Improving End-of-Life Care

As a result of advances in public health and the development of lifesaving medical technologies, Americans are living longer than ever. Death, when it comes, often follows a chronic or progressive illness.

Unfortunately, the care received near the end of life often does not reflect a person’s values, goals, and informed preferences. Although the majority of people say they would prefer to die at home, two-thirds of Medicare beneficiaries die elsewhere, such as a hospital’s intensive care unit. People frequently endure unwanted treatment and suffer from inadequate pain management and shortness of breath, which often puts an enormous stress on family caregivers. A fragmented medical system and a lack of communication among doctors, patients, and families may result in less than optimal patient experiences. But difficulties in the health care system may also be caused by the reluctance of patients, families, and doctors to discuss options and the alternatives to further treatment. Having these conversations early in the course of a serious illness is important, because most people who are near death are unable to communicate their wishes.

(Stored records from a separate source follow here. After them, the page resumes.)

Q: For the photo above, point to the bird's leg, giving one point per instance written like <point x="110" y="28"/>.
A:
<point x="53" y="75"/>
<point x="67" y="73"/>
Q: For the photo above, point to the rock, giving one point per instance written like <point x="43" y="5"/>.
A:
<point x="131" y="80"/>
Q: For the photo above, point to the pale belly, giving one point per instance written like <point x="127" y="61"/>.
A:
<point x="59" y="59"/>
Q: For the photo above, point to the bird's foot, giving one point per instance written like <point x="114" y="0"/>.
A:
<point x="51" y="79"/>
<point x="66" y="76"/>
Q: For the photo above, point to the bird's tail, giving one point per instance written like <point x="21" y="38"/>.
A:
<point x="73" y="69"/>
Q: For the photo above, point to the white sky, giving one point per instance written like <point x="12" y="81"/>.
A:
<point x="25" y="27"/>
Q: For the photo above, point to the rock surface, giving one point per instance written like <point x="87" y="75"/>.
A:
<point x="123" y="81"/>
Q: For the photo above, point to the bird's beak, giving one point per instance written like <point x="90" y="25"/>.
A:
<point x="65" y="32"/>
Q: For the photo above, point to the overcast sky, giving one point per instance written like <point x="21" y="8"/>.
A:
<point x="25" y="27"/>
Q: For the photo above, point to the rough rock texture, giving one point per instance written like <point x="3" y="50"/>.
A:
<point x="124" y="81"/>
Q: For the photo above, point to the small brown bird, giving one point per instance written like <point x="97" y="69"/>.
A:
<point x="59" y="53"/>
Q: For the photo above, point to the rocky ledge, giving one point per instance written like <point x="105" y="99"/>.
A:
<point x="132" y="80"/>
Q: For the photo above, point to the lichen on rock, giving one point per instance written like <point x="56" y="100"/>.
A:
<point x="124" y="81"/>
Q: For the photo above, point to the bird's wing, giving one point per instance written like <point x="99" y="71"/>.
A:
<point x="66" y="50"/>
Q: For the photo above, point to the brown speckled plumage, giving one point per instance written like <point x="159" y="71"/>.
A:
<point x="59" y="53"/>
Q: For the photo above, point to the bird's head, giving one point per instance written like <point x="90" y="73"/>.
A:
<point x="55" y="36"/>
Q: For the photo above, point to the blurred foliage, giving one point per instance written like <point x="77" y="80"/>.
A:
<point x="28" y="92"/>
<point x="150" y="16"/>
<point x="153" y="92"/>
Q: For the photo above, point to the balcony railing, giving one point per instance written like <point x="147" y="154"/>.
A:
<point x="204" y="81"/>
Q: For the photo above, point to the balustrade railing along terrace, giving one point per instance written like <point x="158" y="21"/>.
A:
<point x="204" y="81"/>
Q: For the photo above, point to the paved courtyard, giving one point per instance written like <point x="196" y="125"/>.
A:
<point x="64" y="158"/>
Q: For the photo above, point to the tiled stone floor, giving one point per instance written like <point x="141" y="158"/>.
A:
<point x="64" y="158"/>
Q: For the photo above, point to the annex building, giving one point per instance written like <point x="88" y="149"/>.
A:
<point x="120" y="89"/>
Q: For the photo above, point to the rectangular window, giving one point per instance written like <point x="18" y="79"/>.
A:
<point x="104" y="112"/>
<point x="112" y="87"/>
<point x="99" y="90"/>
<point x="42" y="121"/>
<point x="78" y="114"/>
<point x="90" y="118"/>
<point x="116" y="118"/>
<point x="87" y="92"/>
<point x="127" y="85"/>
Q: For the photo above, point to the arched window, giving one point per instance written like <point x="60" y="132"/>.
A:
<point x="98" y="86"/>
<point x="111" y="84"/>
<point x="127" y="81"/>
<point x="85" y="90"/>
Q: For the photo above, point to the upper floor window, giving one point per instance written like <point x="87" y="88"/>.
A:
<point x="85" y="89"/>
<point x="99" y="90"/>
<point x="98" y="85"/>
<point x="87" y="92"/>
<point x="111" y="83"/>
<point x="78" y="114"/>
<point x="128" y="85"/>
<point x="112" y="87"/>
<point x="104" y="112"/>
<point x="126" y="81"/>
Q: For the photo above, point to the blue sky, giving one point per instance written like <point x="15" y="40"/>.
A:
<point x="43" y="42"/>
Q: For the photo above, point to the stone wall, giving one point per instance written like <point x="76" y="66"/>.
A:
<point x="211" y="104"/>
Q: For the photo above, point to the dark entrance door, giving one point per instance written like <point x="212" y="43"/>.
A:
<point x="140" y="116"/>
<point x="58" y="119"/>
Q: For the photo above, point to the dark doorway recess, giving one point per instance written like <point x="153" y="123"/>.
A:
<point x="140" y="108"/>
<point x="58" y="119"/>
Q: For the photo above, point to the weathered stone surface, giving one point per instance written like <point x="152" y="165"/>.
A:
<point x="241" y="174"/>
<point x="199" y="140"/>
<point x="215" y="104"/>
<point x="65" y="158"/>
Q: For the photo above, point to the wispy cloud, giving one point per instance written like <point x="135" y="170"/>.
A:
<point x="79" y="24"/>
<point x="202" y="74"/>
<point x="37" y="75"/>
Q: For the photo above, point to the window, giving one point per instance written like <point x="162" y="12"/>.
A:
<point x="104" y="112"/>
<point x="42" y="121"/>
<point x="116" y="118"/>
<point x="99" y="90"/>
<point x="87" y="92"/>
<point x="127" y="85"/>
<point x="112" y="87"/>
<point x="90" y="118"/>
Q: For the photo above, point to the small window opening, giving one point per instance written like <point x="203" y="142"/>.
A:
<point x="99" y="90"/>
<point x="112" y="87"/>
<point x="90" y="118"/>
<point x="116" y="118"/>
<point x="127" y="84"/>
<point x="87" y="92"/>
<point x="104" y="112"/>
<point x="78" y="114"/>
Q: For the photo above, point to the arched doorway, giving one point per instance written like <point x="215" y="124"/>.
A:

The Pew Charitable Trusts sought to improve end-of-life care by advocating for policies that help people make informed decisions about their treatment preferences, improve the documentation of these preferences, and hold health care providers accountable for honoring patient wishes and delivering high-quality care. Additionally, the project highlighted innovative ways of providing care to seriously ill people and their families as patients reach the end of their lives.